The Hepatitis C blood contamination scandal has cost the State over €1.5bn, according to the Annual Report of the Comptroller and Auditor General.

It also found that towards the end of last year, the HSE was forced to limit the patients offered treatment for budgetary reasons.

Around 1,700 people were infected with the disease - mainly between the 1970s and the 1990s - following exposure to contaminated blood and blood products.

€1.17bn was paid out in compensation, and ancillary legal and administrative costs - with the remainder accounted for by medical services provided free to patients.

According to the report, the HSE estimates that up to 30,000 people have been infected with Hepatitis C - many through intravenous drug use. A course of treatment can cost up to €92,000.

The report notes that since 2017, about 98% of patients who chose to accept treatment had a successful outcome.

The C&AG report said the HSE considered that significant progress had been made in providing treatment for Hepatitis C as a result of the development of a national treatment programme in 2015 - and that all those infected by blood and blood products had been offered treatment by the end of 2017.

The report says that the total net spend on the Hepatitis C treatment programme was around €30m in 2017. It says 1,072 patients commenced treatment at an average net cost of around €28,000.

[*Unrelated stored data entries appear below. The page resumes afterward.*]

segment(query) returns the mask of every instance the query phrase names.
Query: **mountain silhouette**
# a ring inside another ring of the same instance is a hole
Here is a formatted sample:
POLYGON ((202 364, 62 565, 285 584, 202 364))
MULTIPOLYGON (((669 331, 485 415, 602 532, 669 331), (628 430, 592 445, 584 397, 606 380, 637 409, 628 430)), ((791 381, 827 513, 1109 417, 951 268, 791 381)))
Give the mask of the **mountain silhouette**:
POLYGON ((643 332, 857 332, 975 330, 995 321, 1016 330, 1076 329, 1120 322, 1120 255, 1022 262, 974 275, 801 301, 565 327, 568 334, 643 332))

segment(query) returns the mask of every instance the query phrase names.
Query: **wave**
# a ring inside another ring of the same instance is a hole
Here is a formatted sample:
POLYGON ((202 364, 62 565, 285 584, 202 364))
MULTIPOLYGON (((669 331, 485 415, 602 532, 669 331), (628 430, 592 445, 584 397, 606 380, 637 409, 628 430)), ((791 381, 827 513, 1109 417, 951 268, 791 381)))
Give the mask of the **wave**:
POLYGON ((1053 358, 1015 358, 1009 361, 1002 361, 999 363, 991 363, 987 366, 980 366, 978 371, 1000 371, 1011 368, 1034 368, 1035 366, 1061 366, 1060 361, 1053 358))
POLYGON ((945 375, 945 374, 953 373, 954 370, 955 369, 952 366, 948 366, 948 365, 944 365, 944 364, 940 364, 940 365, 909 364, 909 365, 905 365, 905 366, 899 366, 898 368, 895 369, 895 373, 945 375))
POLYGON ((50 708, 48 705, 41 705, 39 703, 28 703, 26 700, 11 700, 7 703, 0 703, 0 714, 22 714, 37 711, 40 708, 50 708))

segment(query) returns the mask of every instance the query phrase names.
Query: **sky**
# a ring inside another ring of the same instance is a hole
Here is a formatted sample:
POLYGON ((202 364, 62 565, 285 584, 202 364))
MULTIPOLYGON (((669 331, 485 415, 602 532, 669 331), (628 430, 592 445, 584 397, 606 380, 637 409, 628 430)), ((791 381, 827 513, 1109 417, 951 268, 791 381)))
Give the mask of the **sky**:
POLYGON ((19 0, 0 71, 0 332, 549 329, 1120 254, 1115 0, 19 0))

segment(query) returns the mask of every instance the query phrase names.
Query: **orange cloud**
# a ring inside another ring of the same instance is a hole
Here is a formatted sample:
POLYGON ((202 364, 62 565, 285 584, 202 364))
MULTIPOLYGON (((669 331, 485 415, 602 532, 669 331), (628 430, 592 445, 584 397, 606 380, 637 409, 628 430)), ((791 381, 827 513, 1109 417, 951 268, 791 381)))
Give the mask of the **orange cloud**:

The HSE had forecast that by the end of July, it would have used 60% of the net budget available, but instead, by then most of the budget had been used - forcing the HSE to suspend the programme until it could determine how many patients the remaining budget could support to commence treatment up to the end of 2017.

Even when treatment centres were told they could re-commence treatment, clinicians were instructed they could only select patients with the "genome 1" type of disease.

According to the C&AG, the HSE justified this decision saying it was intended " support clinicians in having access to some treatment until such time as an updated financial position was available".

In October of last year, the treatment centres were told they could select patients based on those in "most critical need" - and these measures continued to the end of 2017 to ensure that the programme operated within budget for the year.

In 2002, the Hepatitis C compensation scheme was extended to encompass patients who contracted the HIV virus, also through blood products.